Lent is a special time of prayer, penance, sacrifice and good works in preparation of the celebration of Easter. In lent, much popular emphasis is placed on giving up things and fasting; a saying goes, "If you gave something up for the Lord, tough it out. Don't act like a Pharisee looking for a loophole." Rather, place your emphasis on performing spiritual works, like attending the Stations of the Cross, attending Mass, making a weekly holy hour before the Blessed Sacrament, taking time for personal prayer and spiritual reading and most especially making a good confession and receiving sacramental absolution. Don't try to look or seem "sacrificial".
In his Lenten message for 2014, Pope Francis takes inspiration from the words of St. Paul (Cor 8:9), and asks us to contemplate Paul's invitation to live a life of evangelical poverty... taking up habits that are directed to helping and caring for others; and "lifting up" our brothers and sisters who are in need through prayer and devotion.
The key to fruitful observance of (lenten) practices is to recognize their link to baptismal renewal. We are called not just to abstain from sin during Lent, but to true conversion of our hearts and minds as followers of Christ. We recall those waters in which we were baptized into Christ's death, died to sin and evil, and began new life in Christ. Catholics must move beyond giving up candy to giving up some habit of sin that marks and defeats their lives.
o Three Pillars of Lent
- Fasting and abstinance: Ash Wednesday and Good Friday are obligatory days of fasting and abstinence for Catholics. In addition, Fridays during Lent are obligatory days of abstinence. For members of the (Roman) Catholic Church, the norms on fasting are obligatory from age 18 through age 59. When fasting, a person is permitted to eat one full meal. Two smaller meals may also be taken, but not to equal a full meal. The norms concerning abstinence from meat are binding upon members of the (Roman) Catholic Church from age 14 onwards.
- Ash Wednesday: Ashes are an ancient symbol of repentance (sackcloth and ashes). They also remind us of our mortality ("remember that you are dust") and thus of the day when we will stand before God and be judged... Being marked with ashes at the beginning of Lent indicates our recognition of the need for deeper conversion of our lives during this season of renewal.

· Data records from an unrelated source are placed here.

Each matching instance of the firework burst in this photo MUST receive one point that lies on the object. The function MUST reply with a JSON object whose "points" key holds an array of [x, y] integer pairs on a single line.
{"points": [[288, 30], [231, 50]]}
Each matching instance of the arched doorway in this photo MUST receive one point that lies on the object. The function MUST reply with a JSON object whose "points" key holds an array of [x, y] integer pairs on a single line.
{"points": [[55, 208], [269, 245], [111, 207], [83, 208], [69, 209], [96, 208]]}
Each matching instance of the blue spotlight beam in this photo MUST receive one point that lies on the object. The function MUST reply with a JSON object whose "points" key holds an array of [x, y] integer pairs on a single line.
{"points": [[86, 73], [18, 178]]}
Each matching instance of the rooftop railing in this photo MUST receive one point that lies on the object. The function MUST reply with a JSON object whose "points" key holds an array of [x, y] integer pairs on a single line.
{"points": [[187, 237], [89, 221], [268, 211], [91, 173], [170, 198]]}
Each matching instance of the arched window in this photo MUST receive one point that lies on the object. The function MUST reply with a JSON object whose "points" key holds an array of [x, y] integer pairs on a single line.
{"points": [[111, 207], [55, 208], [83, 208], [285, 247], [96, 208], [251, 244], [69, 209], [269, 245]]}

- Almsgiving: Almsgiving is linked to our baptismal commitment in the same way. It is a sign of our care for those in need and an expression of our gratitude for all that God has given to us. Works of charity and the promotion of justice are integral elements of the Christian way of life we began when we were baptized.
- Prayer: More time given to prayer during Lent should draw us closer to the Lord. We might pray especially for the grace to live out our baptismal promises more fully. We might pray for the elect who will be baptized at Easter and support their conversion journey by our prayer. We might pray for all those who will celebrate the sacrament of reconciliation with us during Lent that they will be truly renewed in their baptismal commitment.
o Some Thoughts
- "Giving something up": Give up something more important than chocolate! Give up something that harms our relationships with other people, particularly those most close to us. Give up something that enhances our conversion, turning our lives more completely over to Christ and his way of life. That always involves giving up sin in some form. The goal is not just to abstain from sin for the duration of Lent but to root sin out of our lives forever. Conversion means leaving behind an old way of living and acting in order to embrace new life in Christ. So we must choose carefully what we will give up for lent.
- Meatless Fridays: This custom began as a way of reminding Christians that Christ died on Friday. It is a good "give up" because people like meat and miss it when it isn't served - so that by observing this sacrifice, one shows respect for God and for the death of His Son. Church practice says that chicken and dairy products are meats, but fish is not.
- Palm Sunday: In the accounts of the four canonical Gospels, Jesus' triumphal entry into Jerusalem takes place about a week before his Resurrection. It was perceived that Jesus was declaring he was the King of Israel to the anger of the Sanhedrin. The celebrating people there laid down their cloaks in front of him, and also laid down small branches of trees. The people sang part of Psalm 118: 25–26 – ... "Blessed is He who comes in the name of the Lord. We bless you from the house of the Lord." The symbolism of the donkey may refer to the Eastern tradition that it is an animal of peace, versus the horse, which is the animal of war. Jesus' entry to Jerusalem would thus symbolize his entry as the Prince of Peace, not as a war-waging king.